In almost every other respect, there is little to choose between the two versions. If the first was a masterpiece, so is the second. When it comes to the principals, Tim Roth and Naomi Watts (as the tortured couple) do just fine, but never equal the depth of the late Ulrich Mühe (so compelling as the hero of "The Lives of Others") or, even more notably, Susanne Lothar: Her portrayal of the crushed and broken wife is one of the most harrowing performances in modern cinema. On the other hand, as Peter and Paul, Brady Corbet and Michael Pitt manage to eclipse their Germanic predecessors, which is no small achievement.

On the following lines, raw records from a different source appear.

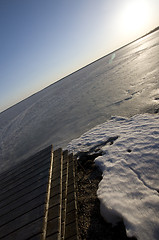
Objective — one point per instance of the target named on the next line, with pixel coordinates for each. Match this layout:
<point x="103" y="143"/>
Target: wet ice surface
<point x="123" y="83"/>
<point x="130" y="166"/>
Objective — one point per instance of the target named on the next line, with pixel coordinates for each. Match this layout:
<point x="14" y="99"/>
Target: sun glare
<point x="135" y="16"/>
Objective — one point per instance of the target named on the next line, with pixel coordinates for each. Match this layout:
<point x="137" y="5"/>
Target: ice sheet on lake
<point x="130" y="169"/>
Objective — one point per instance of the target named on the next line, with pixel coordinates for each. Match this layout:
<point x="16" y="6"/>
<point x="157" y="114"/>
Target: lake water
<point x="124" y="83"/>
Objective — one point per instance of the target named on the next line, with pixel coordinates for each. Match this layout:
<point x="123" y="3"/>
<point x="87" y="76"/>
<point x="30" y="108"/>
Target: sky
<point x="41" y="41"/>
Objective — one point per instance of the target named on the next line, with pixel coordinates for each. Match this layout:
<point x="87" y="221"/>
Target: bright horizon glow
<point x="135" y="16"/>
<point x="42" y="42"/>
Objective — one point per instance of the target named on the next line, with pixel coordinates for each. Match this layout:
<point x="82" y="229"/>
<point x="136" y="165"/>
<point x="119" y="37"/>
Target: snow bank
<point x="130" y="169"/>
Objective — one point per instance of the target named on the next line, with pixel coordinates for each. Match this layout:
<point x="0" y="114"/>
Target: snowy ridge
<point x="130" y="166"/>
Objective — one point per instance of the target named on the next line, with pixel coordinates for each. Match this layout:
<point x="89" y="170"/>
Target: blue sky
<point x="44" y="40"/>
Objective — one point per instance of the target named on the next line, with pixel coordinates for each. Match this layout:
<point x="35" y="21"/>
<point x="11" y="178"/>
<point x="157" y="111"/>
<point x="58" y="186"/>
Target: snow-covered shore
<point x="130" y="166"/>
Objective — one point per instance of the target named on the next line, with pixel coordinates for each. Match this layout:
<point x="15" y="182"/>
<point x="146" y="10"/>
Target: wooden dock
<point x="38" y="198"/>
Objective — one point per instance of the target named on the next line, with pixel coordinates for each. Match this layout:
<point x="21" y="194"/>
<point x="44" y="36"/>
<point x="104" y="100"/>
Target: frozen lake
<point x="123" y="83"/>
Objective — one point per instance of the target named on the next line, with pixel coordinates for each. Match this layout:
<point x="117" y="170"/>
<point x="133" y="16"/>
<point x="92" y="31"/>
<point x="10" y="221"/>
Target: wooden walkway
<point x="38" y="198"/>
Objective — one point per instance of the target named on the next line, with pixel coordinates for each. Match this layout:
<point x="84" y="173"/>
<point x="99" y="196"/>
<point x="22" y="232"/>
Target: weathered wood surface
<point x="38" y="199"/>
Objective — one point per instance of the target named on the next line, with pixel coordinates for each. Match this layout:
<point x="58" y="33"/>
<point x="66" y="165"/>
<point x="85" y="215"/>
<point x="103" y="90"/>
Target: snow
<point x="130" y="169"/>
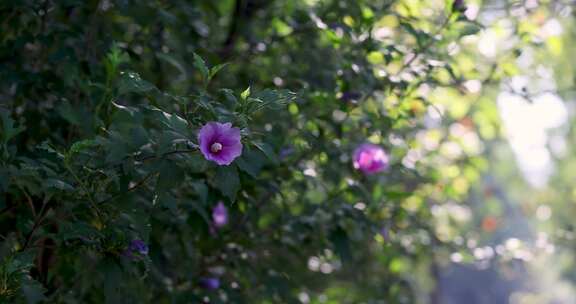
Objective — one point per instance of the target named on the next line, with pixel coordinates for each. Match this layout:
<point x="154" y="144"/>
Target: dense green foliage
<point x="100" y="107"/>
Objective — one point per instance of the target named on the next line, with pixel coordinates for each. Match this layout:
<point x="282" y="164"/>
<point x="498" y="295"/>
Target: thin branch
<point x="137" y="185"/>
<point x="37" y="222"/>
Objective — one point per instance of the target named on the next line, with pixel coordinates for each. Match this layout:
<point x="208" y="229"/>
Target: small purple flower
<point x="220" y="143"/>
<point x="209" y="283"/>
<point x="220" y="215"/>
<point x="370" y="159"/>
<point x="458" y="6"/>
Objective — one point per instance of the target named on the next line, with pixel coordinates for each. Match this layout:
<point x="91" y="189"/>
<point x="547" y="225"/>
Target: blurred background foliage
<point x="101" y="101"/>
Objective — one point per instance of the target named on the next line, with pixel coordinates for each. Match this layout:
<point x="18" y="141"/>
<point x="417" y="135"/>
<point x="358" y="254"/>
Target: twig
<point x="137" y="185"/>
<point x="37" y="221"/>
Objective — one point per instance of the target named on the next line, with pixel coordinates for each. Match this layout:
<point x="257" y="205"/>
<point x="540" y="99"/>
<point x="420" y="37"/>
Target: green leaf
<point x="8" y="130"/>
<point x="470" y="29"/>
<point x="200" y="64"/>
<point x="58" y="184"/>
<point x="131" y="82"/>
<point x="112" y="281"/>
<point x="33" y="291"/>
<point x="216" y="69"/>
<point x="171" y="176"/>
<point x="227" y="181"/>
<point x="250" y="162"/>
<point x="267" y="149"/>
<point x="341" y="243"/>
<point x="80" y="146"/>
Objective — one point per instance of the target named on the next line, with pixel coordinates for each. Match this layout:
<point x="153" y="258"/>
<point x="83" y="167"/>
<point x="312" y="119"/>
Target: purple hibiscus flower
<point x="220" y="215"/>
<point x="220" y="142"/>
<point x="370" y="159"/>
<point x="209" y="283"/>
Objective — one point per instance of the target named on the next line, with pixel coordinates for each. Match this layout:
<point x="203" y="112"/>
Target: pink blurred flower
<point x="220" y="215"/>
<point x="370" y="159"/>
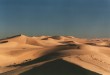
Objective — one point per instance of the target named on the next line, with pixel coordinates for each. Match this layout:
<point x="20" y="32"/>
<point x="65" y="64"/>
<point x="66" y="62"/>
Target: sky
<point x="80" y="18"/>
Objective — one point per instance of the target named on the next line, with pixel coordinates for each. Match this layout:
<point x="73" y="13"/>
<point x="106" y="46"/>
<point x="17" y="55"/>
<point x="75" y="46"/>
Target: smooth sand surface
<point x="54" y="55"/>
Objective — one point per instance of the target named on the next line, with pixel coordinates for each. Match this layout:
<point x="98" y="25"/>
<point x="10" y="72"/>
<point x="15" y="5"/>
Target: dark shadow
<point x="59" y="67"/>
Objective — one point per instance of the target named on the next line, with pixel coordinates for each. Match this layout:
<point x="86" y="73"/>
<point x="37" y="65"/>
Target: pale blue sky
<point x="80" y="18"/>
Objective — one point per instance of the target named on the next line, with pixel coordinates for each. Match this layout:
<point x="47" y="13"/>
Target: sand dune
<point x="54" y="55"/>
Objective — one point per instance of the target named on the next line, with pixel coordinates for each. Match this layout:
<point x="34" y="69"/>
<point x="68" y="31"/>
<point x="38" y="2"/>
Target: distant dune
<point x="54" y="55"/>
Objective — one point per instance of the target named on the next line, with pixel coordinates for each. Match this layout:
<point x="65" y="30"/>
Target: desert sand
<point x="54" y="55"/>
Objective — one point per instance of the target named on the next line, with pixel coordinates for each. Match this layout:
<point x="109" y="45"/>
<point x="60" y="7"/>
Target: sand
<point x="54" y="55"/>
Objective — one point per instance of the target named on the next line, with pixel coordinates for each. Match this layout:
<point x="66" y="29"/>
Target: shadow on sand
<point x="59" y="67"/>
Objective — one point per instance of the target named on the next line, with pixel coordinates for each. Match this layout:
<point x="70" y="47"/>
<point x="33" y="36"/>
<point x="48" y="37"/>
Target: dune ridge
<point x="21" y="55"/>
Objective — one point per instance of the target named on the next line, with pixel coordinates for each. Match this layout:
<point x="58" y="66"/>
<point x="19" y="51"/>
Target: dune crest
<point x="25" y="55"/>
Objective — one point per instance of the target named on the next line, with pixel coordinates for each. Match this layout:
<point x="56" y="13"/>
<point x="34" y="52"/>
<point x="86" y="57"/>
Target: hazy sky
<point x="80" y="18"/>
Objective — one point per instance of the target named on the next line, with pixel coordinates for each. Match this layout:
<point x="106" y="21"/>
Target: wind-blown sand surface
<point x="54" y="55"/>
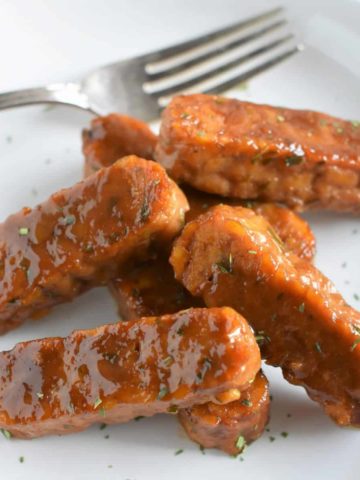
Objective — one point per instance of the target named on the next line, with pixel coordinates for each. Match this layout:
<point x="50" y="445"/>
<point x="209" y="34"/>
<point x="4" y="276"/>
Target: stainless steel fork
<point x="141" y="86"/>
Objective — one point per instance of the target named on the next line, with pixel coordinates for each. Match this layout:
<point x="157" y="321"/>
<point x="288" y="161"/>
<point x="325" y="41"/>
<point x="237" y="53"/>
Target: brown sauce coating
<point x="116" y="372"/>
<point x="115" y="136"/>
<point x="228" y="256"/>
<point x="150" y="289"/>
<point x="293" y="230"/>
<point x="80" y="236"/>
<point x="239" y="149"/>
<point x="212" y="425"/>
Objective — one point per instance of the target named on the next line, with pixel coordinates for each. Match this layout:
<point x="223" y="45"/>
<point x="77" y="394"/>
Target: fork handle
<point x="64" y="93"/>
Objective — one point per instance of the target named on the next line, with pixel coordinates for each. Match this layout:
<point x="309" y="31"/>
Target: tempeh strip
<point x="80" y="236"/>
<point x="228" y="256"/>
<point x="301" y="158"/>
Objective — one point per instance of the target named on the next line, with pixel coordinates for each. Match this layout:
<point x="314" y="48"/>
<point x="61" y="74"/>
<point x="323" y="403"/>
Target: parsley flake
<point x="294" y="160"/>
<point x="240" y="443"/>
<point x="24" y="231"/>
<point x="162" y="393"/>
<point x="354" y="345"/>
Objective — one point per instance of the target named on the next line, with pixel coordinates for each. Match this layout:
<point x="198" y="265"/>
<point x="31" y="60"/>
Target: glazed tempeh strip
<point x="112" y="137"/>
<point x="231" y="426"/>
<point x="81" y="235"/>
<point x="228" y="256"/>
<point x="116" y="372"/>
<point x="239" y="149"/>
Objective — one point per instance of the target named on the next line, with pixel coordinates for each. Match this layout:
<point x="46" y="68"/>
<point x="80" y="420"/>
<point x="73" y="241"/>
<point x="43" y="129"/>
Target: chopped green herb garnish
<point x="173" y="409"/>
<point x="162" y="393"/>
<point x="240" y="443"/>
<point x="69" y="219"/>
<point x="276" y="237"/>
<point x="23" y="231"/>
<point x="145" y="211"/>
<point x="354" y="345"/>
<point x="168" y="361"/>
<point x="226" y="266"/>
<point x="261" y="337"/>
<point x="6" y="433"/>
<point x="294" y="160"/>
<point x="205" y="367"/>
<point x="88" y="248"/>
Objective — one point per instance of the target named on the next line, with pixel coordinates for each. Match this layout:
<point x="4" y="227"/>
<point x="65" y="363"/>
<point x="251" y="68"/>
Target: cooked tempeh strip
<point x="239" y="149"/>
<point x="117" y="372"/>
<point x="231" y="426"/>
<point x="81" y="235"/>
<point x="150" y="289"/>
<point x="228" y="256"/>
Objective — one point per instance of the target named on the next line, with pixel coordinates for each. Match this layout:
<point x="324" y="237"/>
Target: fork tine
<point x="231" y="45"/>
<point x="181" y="47"/>
<point x="216" y="69"/>
<point x="254" y="71"/>
<point x="233" y="81"/>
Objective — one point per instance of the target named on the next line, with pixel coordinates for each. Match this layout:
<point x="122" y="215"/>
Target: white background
<point x="47" y="41"/>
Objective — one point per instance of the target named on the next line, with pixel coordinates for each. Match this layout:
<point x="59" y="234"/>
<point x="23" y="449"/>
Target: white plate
<point x="44" y="41"/>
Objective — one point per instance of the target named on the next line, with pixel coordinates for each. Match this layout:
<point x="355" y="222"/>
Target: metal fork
<point x="143" y="85"/>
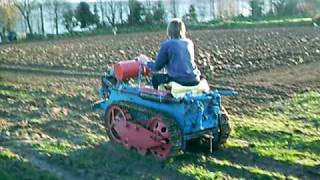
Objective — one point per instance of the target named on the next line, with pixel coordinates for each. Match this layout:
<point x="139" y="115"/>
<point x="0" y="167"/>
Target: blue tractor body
<point x="195" y="115"/>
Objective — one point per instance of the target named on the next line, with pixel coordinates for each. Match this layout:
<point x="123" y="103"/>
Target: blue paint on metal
<point x="194" y="114"/>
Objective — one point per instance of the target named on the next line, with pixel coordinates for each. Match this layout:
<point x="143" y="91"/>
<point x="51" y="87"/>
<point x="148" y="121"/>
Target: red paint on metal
<point x="129" y="69"/>
<point x="134" y="135"/>
<point x="157" y="126"/>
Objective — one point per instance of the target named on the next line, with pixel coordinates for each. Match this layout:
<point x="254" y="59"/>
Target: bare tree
<point x="174" y="8"/>
<point x="121" y="10"/>
<point x="8" y="17"/>
<point x="212" y="8"/>
<point x="227" y="8"/>
<point x="25" y="7"/>
<point x="102" y="11"/>
<point x="111" y="15"/>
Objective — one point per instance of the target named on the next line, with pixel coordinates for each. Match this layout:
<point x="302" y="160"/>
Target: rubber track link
<point x="224" y="128"/>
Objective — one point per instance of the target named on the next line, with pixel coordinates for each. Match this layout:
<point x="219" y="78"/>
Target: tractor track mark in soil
<point x="43" y="165"/>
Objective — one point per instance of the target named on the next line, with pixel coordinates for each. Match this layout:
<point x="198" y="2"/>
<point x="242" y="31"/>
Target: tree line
<point x="112" y="13"/>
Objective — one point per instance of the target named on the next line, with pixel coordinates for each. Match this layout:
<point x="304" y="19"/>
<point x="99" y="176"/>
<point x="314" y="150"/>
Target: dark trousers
<point x="158" y="79"/>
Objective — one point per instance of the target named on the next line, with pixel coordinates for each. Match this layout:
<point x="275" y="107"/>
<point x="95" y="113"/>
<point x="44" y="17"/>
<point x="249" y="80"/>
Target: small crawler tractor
<point x="159" y="122"/>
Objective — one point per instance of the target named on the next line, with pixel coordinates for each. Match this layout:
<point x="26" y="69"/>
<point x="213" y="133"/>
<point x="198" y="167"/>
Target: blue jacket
<point x="177" y="57"/>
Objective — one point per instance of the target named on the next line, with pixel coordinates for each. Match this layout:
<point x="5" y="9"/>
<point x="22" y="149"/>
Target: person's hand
<point x="143" y="59"/>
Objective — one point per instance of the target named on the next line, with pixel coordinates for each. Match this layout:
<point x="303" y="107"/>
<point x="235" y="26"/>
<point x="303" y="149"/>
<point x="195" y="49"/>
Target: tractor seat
<point x="179" y="91"/>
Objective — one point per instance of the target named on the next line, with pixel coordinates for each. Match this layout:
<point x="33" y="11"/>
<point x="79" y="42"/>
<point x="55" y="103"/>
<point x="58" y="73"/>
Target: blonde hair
<point x="176" y="29"/>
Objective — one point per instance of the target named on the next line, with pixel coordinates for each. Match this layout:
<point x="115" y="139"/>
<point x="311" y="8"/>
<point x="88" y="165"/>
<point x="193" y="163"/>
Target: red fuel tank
<point x="128" y="69"/>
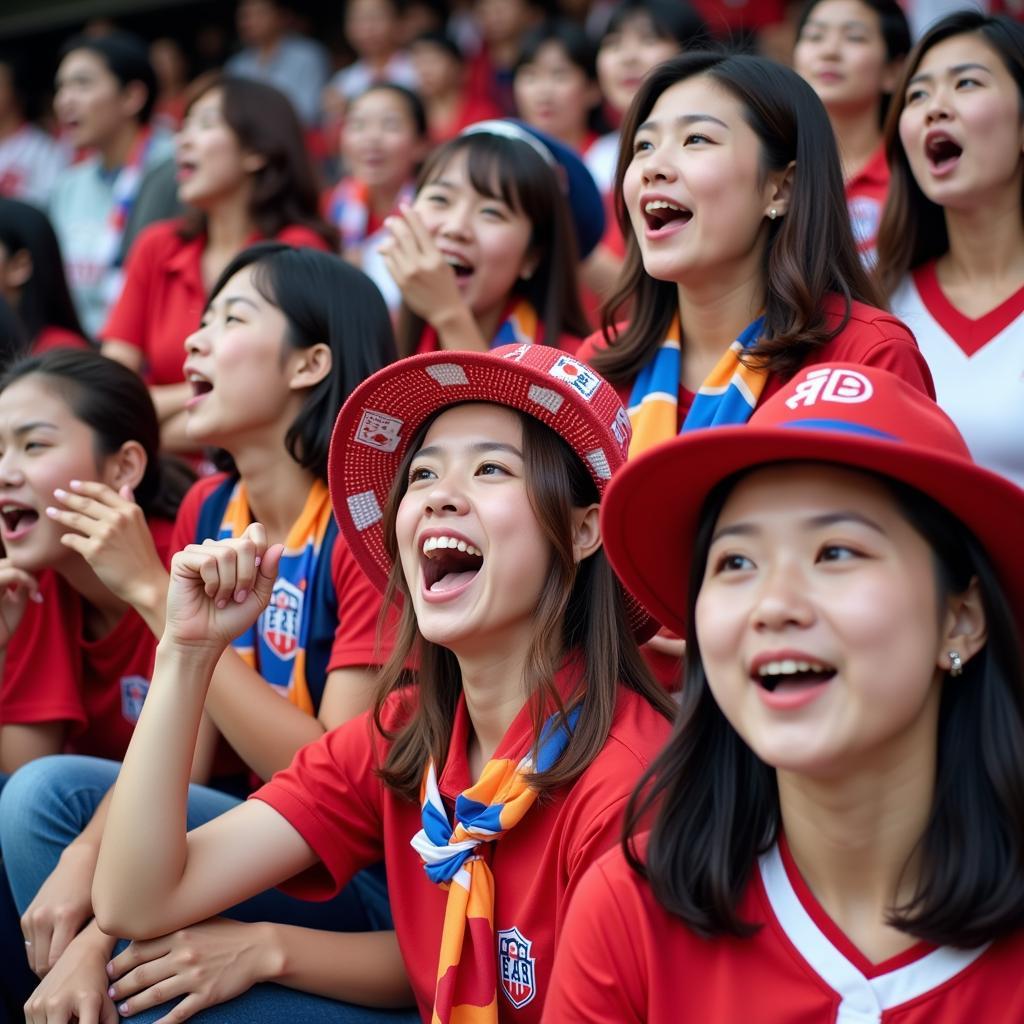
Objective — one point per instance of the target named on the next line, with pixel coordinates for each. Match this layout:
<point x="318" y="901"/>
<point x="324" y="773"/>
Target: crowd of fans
<point x="520" y="431"/>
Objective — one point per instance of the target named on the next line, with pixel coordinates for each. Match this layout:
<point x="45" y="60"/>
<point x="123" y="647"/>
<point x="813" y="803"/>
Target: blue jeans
<point x="45" y="806"/>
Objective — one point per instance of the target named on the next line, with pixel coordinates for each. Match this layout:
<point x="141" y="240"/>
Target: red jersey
<point x="57" y="337"/>
<point x="54" y="673"/>
<point x="865" y="198"/>
<point x="338" y="632"/>
<point x="163" y="296"/>
<point x="871" y="337"/>
<point x="623" y="957"/>
<point x="333" y="798"/>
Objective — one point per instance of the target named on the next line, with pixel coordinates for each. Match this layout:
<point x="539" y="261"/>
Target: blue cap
<point x="586" y="205"/>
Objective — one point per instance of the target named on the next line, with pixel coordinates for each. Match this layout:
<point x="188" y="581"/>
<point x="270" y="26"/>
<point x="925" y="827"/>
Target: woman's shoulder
<point x="301" y="237"/>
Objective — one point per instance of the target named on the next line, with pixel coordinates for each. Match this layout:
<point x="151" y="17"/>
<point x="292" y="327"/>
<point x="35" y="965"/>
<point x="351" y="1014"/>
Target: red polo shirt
<point x="163" y="295"/>
<point x="333" y="798"/>
<point x="624" y="960"/>
<point x="54" y="673"/>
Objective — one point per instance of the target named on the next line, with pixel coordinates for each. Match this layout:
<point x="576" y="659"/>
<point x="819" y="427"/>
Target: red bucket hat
<point x="383" y="415"/>
<point x="841" y="414"/>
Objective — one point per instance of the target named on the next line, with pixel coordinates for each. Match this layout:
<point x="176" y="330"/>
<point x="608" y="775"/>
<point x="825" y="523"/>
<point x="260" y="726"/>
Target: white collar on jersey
<point x="862" y="998"/>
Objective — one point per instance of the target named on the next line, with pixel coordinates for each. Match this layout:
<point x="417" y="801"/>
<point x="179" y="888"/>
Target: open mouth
<point x="16" y="518"/>
<point x="659" y="213"/>
<point x="942" y="152"/>
<point x="790" y="675"/>
<point x="449" y="563"/>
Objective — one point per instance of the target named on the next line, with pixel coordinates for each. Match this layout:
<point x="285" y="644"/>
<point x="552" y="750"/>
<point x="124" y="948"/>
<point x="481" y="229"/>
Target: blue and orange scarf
<point x="728" y="396"/>
<point x="467" y="971"/>
<point x="275" y="643"/>
<point x="520" y="326"/>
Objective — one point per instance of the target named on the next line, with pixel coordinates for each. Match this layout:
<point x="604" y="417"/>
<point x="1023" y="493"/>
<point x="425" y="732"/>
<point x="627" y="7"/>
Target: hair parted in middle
<point x="581" y="607"/>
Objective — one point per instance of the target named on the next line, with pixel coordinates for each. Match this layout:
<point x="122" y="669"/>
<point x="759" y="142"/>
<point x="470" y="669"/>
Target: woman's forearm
<point x="364" y="968"/>
<point x="143" y="849"/>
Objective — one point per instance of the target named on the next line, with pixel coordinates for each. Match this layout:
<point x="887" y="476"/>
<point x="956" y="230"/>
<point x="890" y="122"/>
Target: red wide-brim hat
<point x="384" y="414"/>
<point x="844" y="415"/>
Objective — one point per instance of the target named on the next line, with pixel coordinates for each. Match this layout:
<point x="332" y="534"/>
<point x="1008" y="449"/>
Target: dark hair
<point x="810" y="251"/>
<point x="324" y="300"/>
<point x="44" y="299"/>
<point x="19" y="74"/>
<point x="581" y="608"/>
<point x="672" y="19"/>
<point x="13" y="343"/>
<point x="285" y="189"/>
<point x="126" y="57"/>
<point x="893" y="27"/>
<point x="114" y="403"/>
<point x="577" y="46"/>
<point x="417" y="112"/>
<point x="512" y="171"/>
<point x="442" y="41"/>
<point x="913" y="228"/>
<point x="717" y="807"/>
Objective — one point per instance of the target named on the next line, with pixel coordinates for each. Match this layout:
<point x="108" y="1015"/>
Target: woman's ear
<point x="126" y="467"/>
<point x="586" y="531"/>
<point x="309" y="366"/>
<point x="965" y="629"/>
<point x="779" y="189"/>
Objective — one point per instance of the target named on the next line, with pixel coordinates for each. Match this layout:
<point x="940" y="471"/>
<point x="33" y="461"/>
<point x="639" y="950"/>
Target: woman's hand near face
<point x="217" y="589"/>
<point x="110" y="531"/>
<point x="419" y="268"/>
<point x="208" y="964"/>
<point x="16" y="589"/>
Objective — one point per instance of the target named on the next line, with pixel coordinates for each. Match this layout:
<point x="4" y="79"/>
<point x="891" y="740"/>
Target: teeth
<point x="443" y="543"/>
<point x="662" y="204"/>
<point x="790" y="667"/>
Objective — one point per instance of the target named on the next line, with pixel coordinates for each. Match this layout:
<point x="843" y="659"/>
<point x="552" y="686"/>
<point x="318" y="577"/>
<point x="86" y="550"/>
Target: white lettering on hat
<point x="448" y="373"/>
<point x="551" y="400"/>
<point x="622" y="429"/>
<point x="379" y="430"/>
<point x="365" y="509"/>
<point x="599" y="462"/>
<point x="517" y="353"/>
<point x="581" y="378"/>
<point x="845" y="386"/>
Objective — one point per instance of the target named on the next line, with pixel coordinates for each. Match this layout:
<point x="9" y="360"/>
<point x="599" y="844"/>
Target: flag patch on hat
<point x="551" y="400"/>
<point x="379" y="430"/>
<point x="365" y="509"/>
<point x="448" y="373"/>
<point x="578" y="376"/>
<point x="599" y="461"/>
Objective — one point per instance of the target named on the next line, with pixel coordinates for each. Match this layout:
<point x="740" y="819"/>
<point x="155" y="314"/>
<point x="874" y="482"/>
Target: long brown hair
<point x="913" y="228"/>
<point x="581" y="608"/>
<point x="810" y="251"/>
<point x="285" y="188"/>
<point x="511" y="171"/>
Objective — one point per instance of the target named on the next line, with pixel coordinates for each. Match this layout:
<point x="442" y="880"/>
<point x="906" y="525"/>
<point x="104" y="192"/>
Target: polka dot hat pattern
<point x="383" y="415"/>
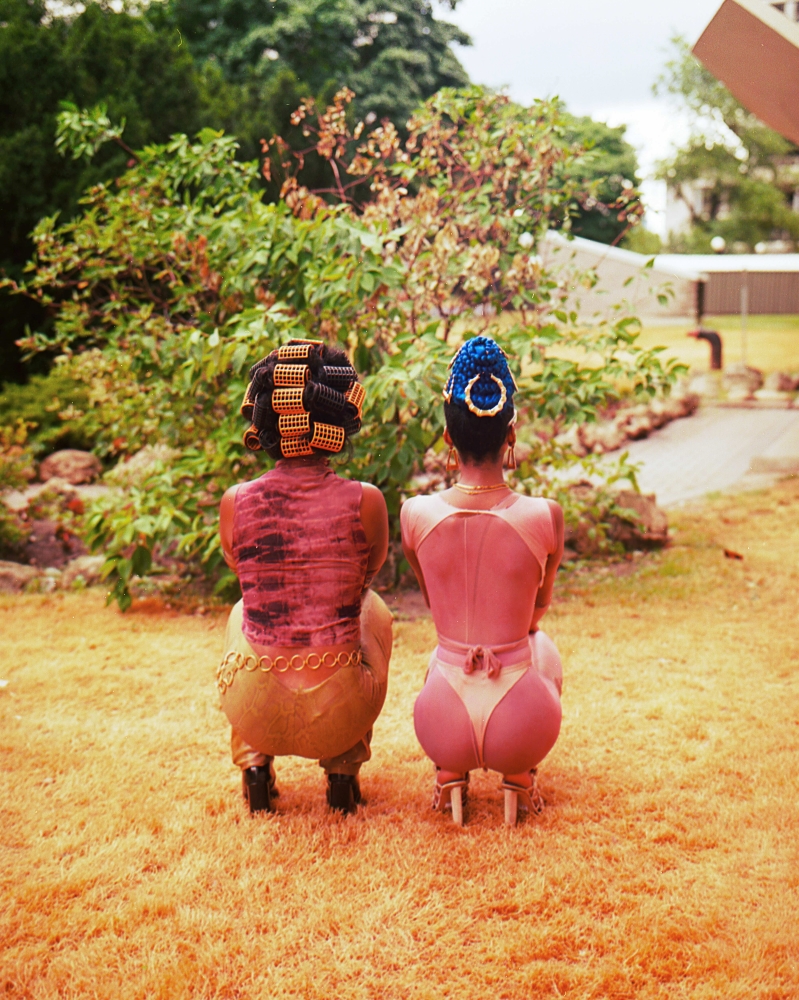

Floppy-haired, soft-spoken, and Locust Valley immaculate, these are the most well-mannered of sadists — Mengeles filtered through Choate, Berias groomed by Andover. Precisely, methodically, and, on the whole, most politely, they test, they probe, and then they tear apart a family just because, well, they can. Of the two, the diffident, pudgy, clumsy Peter (Mr. Corbet), his odd, off-kilter face punctuated with the lips of a Habsburg princeling, comes across as a stumblebum psychotic — as feeble, ultimately, as he is lethal. While some of his supposed weaknesses are themselves just another game, he is, in reality, little more than foil, stooge, and plaything for the more dominant Paul (Mr. Pitt). It is Paul, we come to discover, who is presiding over these games, both within the movie, and beyond. It is Paul who gives us a glimpse of the abyss.
Or is it, more horrifying still, a look into a mirror?